The rise of cloud-based data warehousing
The shift to cloud-based analytics has been enabled by innovations in the field of data warehousing, which now make it far more feasible to use cloud data to drive effective decision-making across entire organizations. With properly formatted and organized data, accessed using SQL without the need to move data around, it’s become easier than ever to obtain and analyze cloud-stored data in fast, efficient, and cost-effective ways.
Of course, you can run a data warehouse on-site, too. But cloud-based data architecture is inherently scalable: if your business grows and the volume of data you’re handling surges, your cloud warehousing capabilities will always be able to keep up. By contrast, on-premises data warehousing can be tough to scale up effectively. All too often, data systems that worked for a small, scrappy business aren’t suited to a company that’s grown to ten or 100 times the size – and rebuilding your data tools as you grow is like rebuilding an airplane that’s in flight. You might be able to pull it off, but it’s a risky, expensive, and inherently unstable way to run a growing business.

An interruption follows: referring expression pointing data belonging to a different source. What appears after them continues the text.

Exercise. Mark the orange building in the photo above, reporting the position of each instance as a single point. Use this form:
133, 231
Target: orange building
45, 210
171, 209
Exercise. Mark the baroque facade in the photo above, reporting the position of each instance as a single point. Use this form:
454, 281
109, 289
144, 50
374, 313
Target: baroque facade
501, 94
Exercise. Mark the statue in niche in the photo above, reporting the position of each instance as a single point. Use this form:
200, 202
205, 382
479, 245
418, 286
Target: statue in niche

Because cloud-based data warehousing is now a mature, proven technology, on the other hand, it’s easy for growing organizations to access and utilize their data at scale, drawing on popular tools including Amazon Redshift, Microsoft Azure SQL Data Warehouse, Snowflake, and Google BigQuery. Such solutions make it even easier and cheaper for organizations to deploy sophisticated data-warehousing strategies, bringing cloud analytics within reach for companies of any size.
Still, structured data warehouses are of little value unless they can be interrogated, mined, and turned into actionable insights. For too long, that’s been the exclusive province of experts and data scientists. But because cloud analytics can, in principle, be accessed from anywhere by anyone using your products, they make it possible to democratize data and bring actionable intelligence within reach of everyone who can benefit from it.

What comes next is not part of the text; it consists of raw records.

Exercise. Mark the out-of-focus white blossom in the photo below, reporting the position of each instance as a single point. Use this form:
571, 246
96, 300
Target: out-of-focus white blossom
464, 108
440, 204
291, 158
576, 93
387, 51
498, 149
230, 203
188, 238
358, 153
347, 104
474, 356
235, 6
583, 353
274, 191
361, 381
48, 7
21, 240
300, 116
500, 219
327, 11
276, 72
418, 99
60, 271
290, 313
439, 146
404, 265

That requires a new approach to analytics, using data storytelling and visualizations to interpret data and deliver useful insights to end-users who may not be especially data-savvy or who don’t have the time or inclination to go digging through endless spreadsheets and tables. When hosted, such approaches can bring data and analytics into your team’s workflows, helping people at all levels of your organization to make smarter decisions — and they can also integrate into your products, delivering new value for your customers and end-users.
Given the advantages that cloud analytics bring, it’s no surprise that we’re seeing adoption rates growing fast. According to Gartner, two-thirds of data analytics will take place in the cloud by 2024, and with monthly cloud spending now in excess of $1 million for over a third of enterprise organizations, the sector has become a key strategic battleground for companies of all sizes.
The shift to cloud analytics will prove just as transformative as the move to bring data onto the cloud. Companies that anticipate this trend, and move quickly to build out such analytics capabilities, will gain a powerful early-mover advantage as the world’s businesses continue their journey toward fully cloud-based data storage and processing.